Intransitive dice II

Gowers's Weblog 2018-03-10

I’m not getting the feeling that this intransitive-dice problem is taking off as a Polymath project. However, I myself like the problem enough to want to think about it some more. So here’s a post with some observations and with a few suggested subproblems that shouldn’t be hard to solve and that should shed light on the main problem. If the rate of comments by people other than me doesn’t pick up, then I think I’ll simply conclude that there wasn’t sufficient interest to run the project. However, if I do that, I have a back-up plan, which is to switch to a more traditional collaboration — that is, done privately with a small number of people. The one non-traditional aspect of it will be that the people who join the collaboration will select themselves by emailing me and asking to be part of it. And if the problem gets solved, it will be a normal multi-author paper. (There’s potentially a small problem if someone asks to join in with the collaboration and then contributes very little to it, but we can try to work out some sort of “deal” in advance.)

But I haven’t got to that point yet: let me see whether a second public post generates any more reaction.

I’ll start by collecting a few thoughts that have already been made in comments. And I’ll start that with some definitions. First of all, I’m going to change the definition of a die. This is because it probably makes sense to try to prove rigorous results for the simplest model for which they are true, and random multisets are a little bit frightening. But I am told that experiments suggest that the conjectured phenomenon occurs for the following model as well. We define an n-sided die to be a sequence A=(a_1,\dots,a_n) of integers between 1 and n such that \sum_ia_i=n(n+1)/2. A random n-sided die is just one of those chosen uniformly from the set of all of them. We say that A beats B if \sum_{i,j}\mathbf 1_{[a_i>b_j]}>\sum_{i,j}\mathbf 1_{[a_i<b_j]}. That is, A beats B if the probability, when you roll the two dice, that A shows a higher number than B is greater than the probability that B shows a higher number than A. If the two probabilities are equal then we say that A ties with B.

The main two conjectures are that the probability that two dice tie with each other tends to zero as n tends to infinity and that the “beats” relation is pretty well random.
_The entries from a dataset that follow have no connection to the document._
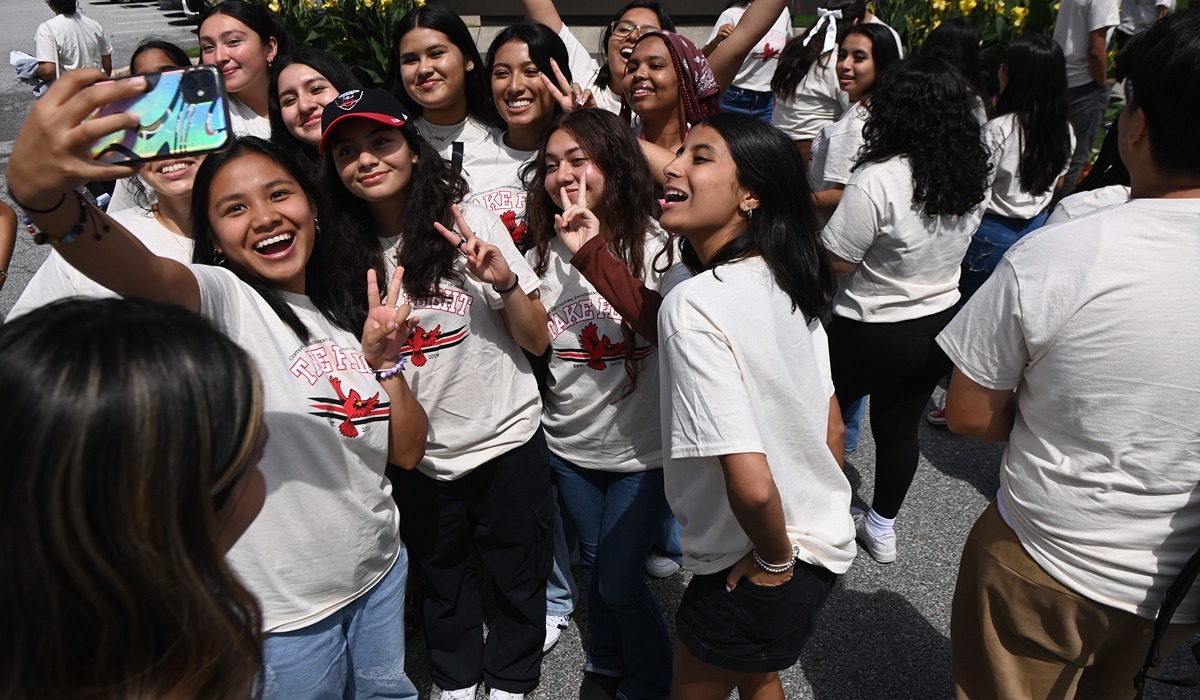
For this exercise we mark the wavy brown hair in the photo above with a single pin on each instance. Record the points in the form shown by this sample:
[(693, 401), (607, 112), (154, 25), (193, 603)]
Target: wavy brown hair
[(126, 423), (628, 205)]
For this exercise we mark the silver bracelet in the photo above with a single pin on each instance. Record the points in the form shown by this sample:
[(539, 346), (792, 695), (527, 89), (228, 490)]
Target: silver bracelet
[(775, 568)]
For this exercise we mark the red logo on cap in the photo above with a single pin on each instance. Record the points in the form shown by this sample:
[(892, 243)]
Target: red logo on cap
[(348, 100)]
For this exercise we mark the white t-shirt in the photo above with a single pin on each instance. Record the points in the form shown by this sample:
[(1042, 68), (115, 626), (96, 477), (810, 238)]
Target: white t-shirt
[(907, 262), (1080, 203), (817, 101), (245, 121), (329, 528), (742, 372), (759, 66), (835, 148), (1077, 19), (465, 368), (57, 279), (1095, 324), (70, 42), (585, 422), (495, 181), (1003, 138)]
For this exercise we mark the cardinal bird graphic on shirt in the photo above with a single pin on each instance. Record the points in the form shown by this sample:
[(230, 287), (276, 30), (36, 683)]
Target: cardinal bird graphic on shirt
[(425, 341), (352, 408), (516, 229)]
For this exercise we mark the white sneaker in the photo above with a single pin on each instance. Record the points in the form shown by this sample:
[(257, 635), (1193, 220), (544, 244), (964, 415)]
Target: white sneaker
[(661, 567), (882, 549), (555, 627)]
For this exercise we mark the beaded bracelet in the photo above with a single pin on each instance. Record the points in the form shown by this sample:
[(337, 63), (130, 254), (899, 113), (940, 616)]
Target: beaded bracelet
[(381, 375), (775, 568)]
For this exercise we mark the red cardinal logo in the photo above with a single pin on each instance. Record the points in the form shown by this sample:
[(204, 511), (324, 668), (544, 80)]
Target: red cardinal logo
[(353, 406), (515, 229), (599, 348), (420, 340)]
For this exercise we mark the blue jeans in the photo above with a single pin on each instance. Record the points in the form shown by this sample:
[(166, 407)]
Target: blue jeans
[(751, 102), (616, 516), (355, 652), (996, 234)]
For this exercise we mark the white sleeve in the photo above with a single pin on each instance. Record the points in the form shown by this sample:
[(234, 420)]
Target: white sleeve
[(855, 223), (712, 413), (987, 339)]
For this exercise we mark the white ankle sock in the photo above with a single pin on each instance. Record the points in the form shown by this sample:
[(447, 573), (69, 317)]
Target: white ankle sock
[(877, 525)]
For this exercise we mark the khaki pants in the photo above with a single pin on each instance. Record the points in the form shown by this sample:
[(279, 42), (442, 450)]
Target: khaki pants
[(1019, 634)]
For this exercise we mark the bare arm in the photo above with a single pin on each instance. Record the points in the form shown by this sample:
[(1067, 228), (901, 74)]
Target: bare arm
[(757, 21), (543, 12), (977, 411), (49, 160), (1098, 55)]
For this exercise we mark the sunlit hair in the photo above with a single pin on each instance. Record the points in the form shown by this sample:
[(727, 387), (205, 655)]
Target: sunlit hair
[(261, 21), (334, 275), (333, 70), (475, 82), (924, 112), (125, 420), (628, 204), (1037, 95), (797, 59), (784, 229), (604, 76), (432, 187), (1161, 65)]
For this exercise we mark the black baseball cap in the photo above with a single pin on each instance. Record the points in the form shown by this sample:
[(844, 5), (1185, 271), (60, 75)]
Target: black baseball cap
[(375, 105)]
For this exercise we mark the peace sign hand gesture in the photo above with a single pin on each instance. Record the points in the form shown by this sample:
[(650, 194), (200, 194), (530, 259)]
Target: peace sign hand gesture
[(570, 96), (484, 259), (576, 225), (388, 324)]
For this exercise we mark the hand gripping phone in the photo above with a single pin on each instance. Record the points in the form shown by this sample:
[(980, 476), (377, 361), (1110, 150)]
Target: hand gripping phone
[(184, 112)]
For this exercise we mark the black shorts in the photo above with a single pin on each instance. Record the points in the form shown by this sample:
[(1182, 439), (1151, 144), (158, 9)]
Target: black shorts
[(753, 629)]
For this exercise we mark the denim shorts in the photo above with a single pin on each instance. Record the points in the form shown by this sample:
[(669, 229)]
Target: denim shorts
[(753, 629)]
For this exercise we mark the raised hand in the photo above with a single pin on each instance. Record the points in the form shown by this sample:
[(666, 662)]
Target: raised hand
[(484, 259), (576, 225), (570, 96), (51, 154), (388, 324)]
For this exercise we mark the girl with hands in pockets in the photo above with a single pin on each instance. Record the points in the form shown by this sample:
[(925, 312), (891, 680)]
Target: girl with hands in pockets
[(484, 483), (335, 396), (601, 400)]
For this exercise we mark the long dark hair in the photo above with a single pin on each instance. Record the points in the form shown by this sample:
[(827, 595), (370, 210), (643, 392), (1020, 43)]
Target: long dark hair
[(628, 201), (432, 187), (796, 59), (258, 18), (475, 82), (339, 75), (957, 42), (1037, 94), (112, 527), (923, 111), (335, 279), (605, 75), (784, 227)]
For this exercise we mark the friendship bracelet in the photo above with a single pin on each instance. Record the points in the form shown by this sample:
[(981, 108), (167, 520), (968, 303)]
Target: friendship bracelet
[(381, 375), (775, 568), (27, 208), (516, 280)]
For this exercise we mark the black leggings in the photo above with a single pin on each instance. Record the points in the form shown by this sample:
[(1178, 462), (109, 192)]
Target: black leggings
[(897, 365)]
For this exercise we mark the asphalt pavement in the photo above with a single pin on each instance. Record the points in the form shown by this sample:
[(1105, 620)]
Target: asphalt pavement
[(885, 632)]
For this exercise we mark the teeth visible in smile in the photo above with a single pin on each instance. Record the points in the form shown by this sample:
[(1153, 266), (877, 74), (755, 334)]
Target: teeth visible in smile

This has a precise meaning, but one manifestation of this randomness is that if you choose three dice A, B and C uniformly at random and are given that A beats B and B beats C, then the probability that A beats C is, for large n, approximately 1/2. In other words, transitivity doesn’t happen any more often than it does for a random tournament. (Recall that a tournament is a complete graph in which every edge is directed.)

Now let me define a function that helps one think about dice. Given a die A, define a function f_A on the set [n]=\{1,2,\dots,n\} by f_A(j)=\sum_i(\mathbf 1_{[a_i>j]}-\mathbf 1_{[a_i<j]})=|\{i:a_i>j\}|-|\{i:a_i<j\}|. Then it follows immediately from the definitions that A beats B if \sum_jf_A(b_j)>0, which is equivalent to the statement that \sum_jf_B(a_j)<0.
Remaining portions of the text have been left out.